La Guadeloupe, la Guyane et la Martinique sont les départements français où les cas d’asthme chez l’enfant sont les plus sévères. Sur nos territoires, des facteurs spécifiques rendent plus difficile la lutte contre la maladie.

Texte : Ludovic Clérima

Des chiffres alarmants

En Guadeloupe comme en Martinique, la part de la population touchée par l’asthme est plus élevée qu’en France hexagonale, notamment chez les enfants. En Martinique, selon les travaux du Dr Morgane Dervaux, du service de pédiatrie de la Maison des femmes et de l’enfant, si 8 à 10 % des enfants dans l’Hexagone font de l’asthme, la maladie touche près de 20 % des enfants de l’île.
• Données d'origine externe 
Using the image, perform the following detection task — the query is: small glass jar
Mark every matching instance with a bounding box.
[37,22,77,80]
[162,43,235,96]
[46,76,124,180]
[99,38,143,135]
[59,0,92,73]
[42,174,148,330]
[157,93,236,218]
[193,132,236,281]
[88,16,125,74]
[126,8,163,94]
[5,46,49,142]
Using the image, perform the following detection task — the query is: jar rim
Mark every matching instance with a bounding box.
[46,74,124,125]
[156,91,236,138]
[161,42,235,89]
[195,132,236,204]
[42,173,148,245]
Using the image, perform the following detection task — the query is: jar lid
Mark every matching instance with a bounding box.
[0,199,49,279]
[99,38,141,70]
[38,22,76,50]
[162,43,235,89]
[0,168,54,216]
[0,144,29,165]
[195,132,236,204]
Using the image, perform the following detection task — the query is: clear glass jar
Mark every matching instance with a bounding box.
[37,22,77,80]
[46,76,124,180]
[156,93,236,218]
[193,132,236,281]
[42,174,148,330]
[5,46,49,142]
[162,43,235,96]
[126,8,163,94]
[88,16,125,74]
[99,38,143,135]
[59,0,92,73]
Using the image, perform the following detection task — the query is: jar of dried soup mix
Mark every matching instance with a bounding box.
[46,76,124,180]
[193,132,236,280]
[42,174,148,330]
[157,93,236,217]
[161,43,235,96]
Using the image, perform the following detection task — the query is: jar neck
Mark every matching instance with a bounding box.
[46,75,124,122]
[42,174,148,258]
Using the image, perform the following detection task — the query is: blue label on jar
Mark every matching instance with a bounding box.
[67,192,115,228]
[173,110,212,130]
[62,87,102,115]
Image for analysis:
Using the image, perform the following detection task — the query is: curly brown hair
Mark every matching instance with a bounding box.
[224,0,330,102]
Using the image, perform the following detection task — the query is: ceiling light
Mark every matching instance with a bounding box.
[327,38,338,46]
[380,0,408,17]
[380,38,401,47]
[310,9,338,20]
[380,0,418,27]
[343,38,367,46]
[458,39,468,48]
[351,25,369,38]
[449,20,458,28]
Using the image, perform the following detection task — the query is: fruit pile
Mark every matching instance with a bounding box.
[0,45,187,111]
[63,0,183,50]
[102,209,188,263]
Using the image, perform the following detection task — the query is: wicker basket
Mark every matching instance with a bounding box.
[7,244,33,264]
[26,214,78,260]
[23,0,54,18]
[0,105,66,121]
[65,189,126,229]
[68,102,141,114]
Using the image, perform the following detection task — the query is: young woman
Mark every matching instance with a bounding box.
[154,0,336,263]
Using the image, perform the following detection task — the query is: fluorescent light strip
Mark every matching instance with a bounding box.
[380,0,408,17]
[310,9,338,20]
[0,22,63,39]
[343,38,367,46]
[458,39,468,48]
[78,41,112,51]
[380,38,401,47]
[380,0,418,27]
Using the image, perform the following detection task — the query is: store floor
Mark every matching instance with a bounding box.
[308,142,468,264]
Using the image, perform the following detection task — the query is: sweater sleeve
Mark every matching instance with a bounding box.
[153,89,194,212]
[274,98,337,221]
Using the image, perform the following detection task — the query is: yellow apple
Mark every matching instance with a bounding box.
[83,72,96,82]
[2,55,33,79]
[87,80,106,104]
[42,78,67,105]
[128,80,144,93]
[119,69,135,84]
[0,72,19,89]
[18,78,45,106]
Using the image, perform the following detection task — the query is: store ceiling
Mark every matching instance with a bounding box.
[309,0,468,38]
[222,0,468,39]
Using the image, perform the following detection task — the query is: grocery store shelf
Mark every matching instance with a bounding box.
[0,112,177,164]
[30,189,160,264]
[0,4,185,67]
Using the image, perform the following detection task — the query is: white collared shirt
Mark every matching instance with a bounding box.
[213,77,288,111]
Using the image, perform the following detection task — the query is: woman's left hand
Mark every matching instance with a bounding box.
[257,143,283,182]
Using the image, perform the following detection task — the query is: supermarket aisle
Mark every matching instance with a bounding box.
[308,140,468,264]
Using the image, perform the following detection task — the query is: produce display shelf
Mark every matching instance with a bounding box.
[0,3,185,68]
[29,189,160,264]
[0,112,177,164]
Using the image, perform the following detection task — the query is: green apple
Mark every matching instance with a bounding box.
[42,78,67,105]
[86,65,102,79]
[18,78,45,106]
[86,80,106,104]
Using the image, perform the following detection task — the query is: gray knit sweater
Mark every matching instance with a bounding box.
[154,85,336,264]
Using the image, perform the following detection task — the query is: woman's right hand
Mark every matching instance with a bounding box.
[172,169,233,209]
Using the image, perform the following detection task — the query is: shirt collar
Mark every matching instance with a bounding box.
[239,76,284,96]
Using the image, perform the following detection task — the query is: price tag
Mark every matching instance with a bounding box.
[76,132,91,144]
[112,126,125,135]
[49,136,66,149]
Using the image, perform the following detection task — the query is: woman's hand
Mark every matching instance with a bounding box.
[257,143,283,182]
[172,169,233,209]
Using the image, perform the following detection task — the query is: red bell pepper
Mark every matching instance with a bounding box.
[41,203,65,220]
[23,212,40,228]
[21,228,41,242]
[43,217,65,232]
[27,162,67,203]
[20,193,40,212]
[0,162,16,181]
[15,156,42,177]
En Guadeloupe, les résultats de l’enquête Kannari 1, menée en 2013, révèlent que 18 % des enfants de 3 à 15 ans sont asthmatiques et 27 % des 16 à 24 ans. La Guyane, faute d’études précises du fait de la sous-détection des cas, ne distingue pas les enfants des adultes dans ses travaux. Mais la Collectivité territoriale affirme que 30 % des Guyanais sont concernés par cette pathologie respiratoire.

Repérer les signes

La prise en charge précoce de la maladie est primordiale ! Certains signes doivent alerter et pousser à la consultation, comme un essoufflement brutal au niveau de la poitrine. « On peut être asthmatique sans avoir de sifflement en respirant. Certaines quintes de toux, notamment lorsque l’on rit ou durant l’effort, sont à surveiller. La toux est un réflexe de défense des bronches. Si ce symptôme se manifeste systématiquement, alors il faut voir un médecin », recommande le Pr Chantal Raherison-Semjen, cheffe du service de pneumologie au CHU des Abymes, en Guadeloupe. « Nos territoires présentent davantage de cas graves qu’ailleurs. Nos patients asthmatiques sont hospitalisés plus souvent en urgence. Nous avons plus de personnes qui passent par la case réanimation ou découvrent qu’ils font de l’asthme à l’occasion d’une crise grave », constate la spécialiste.

Consultations tardives

La faute à un recours aux soins tardif. C’est notamment le cas en Guyane, où, comme le note l’ARS dans son projet de santé pour la période 2018-2027 : « Les Guyanais ont un taux de recours aux soins inférieur au niveau national. Ce renoncement peut être lié à des raisons financières (30 %), des raisons de transport (12 %), mais également en raison de l’éloignement du lieu de soin (7 %) ou du délai de rendez-vous (trop long, 22 %). »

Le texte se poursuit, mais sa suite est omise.